Fatti, non teoremi, secondo i giudici: la «pluralità delle sue attività ha costituito un concreto, volontario, consapevole contributo al mantenimento, consolidamento e rafforzamento di Cosa Nostra, cui è stata offerta l'opportunità, con la mediazione di Dell'Utri, di entrare in contatto con importanti ambienti dell'economia e della finanza». Ed esistono «prove certe della compromissione mafiosa dell'imputato Dell'Utri anche relativamente alla sua stagione politica». Forza Italia nasce nel '93 da un'idea di Dell'Utri. Il quale «non ha potuto negare» che ancora nel novembre '93 incontrava Mangano a Milano, come risulta dalle sue agende, mentre era «in corso l'organizzazione del partito Forza Italia e Cosa nostra preparava il cambio di rotta verso la nascente forza politica». Il perchè, secondo i giudici, è semplice: Dell'Utri incontrava Mangano nel '93-94 per promettere «aiuti concreti ed importanti a Cosa Nostra in cambio del sostegno a Forza Italia». Tant'è che ancora nel '99 Cosa Nostra impone ai suoi uomini di votare Dell'Utri «per tirarlo fuori dai suoi guai giudiziari: i rappresentanti delle istituzioni 'lo volevano fottere' a tutti i costi, ma non avrebbero più potuto fargli nulla se fosse andato al Parlamento Europeo». Dunque fin dal '94 «vi è prova che Dell'Utri aveva promesso alla mafia precisi vantaggi politici e la mafia si era vieppiù orientata a votare Forza Italia».

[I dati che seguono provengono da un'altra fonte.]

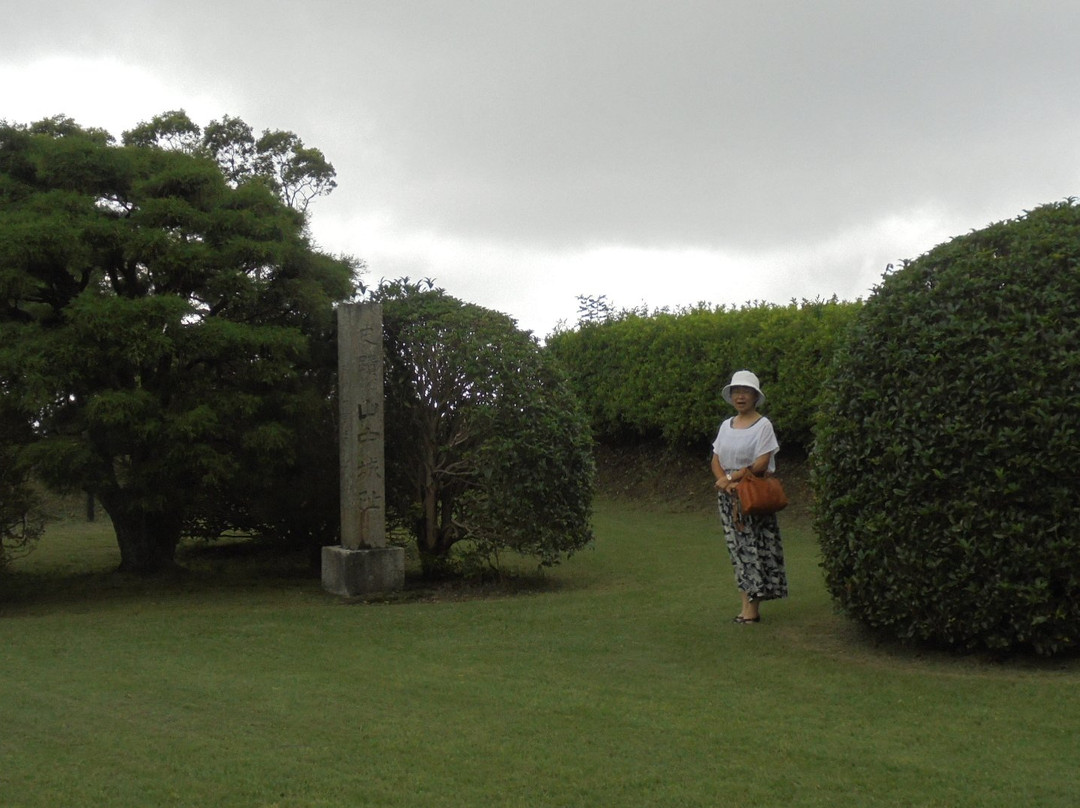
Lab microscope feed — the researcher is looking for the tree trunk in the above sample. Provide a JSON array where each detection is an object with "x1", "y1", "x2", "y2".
[{"x1": 100, "y1": 495, "x2": 181, "y2": 575}]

Altro capitolo: l'origine delle fortune di Berlusconi, che incamerò a cavallo fra gli anni 70 e 80 centinaia di miliardi di lire di provenienza ignota: i pm Ingroia e Gozzo han sostenuto che è tutto poco trasparente. Il Tribunale condivide: «La scarsa trasparenza di molte operazioni Fininvest negli anni 1975-84 non han trovato smentita in quelle del consulente della difesa Dell'Utri; non è stato possibile risalire… all'origine dei flussi di denaro investiti nella creazione delle holding Fininvest». Poteva chiarire tutto Berlusconi. Ma quando il Tribunale si è recato a Palazzo Chigi per interrogarlo, nel 2002, il premier «si è avvalso della facoltà di non rendere interrogatorio. L'on. Berlusconi ha esercitato legittimamente un diritto riconosciuto dal codice di rito ma, ad avviso del Tribunale, si è lasciato sfuggire l'imperdibile occasione di fare personalmente e definitivamente chiarezza sulla delicata tematica, incidente sulla correttezza e trasparenza del suo precedente operato di imprenditore che solo lui, meglio di qualunque consulente o testimone, avrebbe potuto illustrare. Invece, ha scelto il silenzio». Scena muta.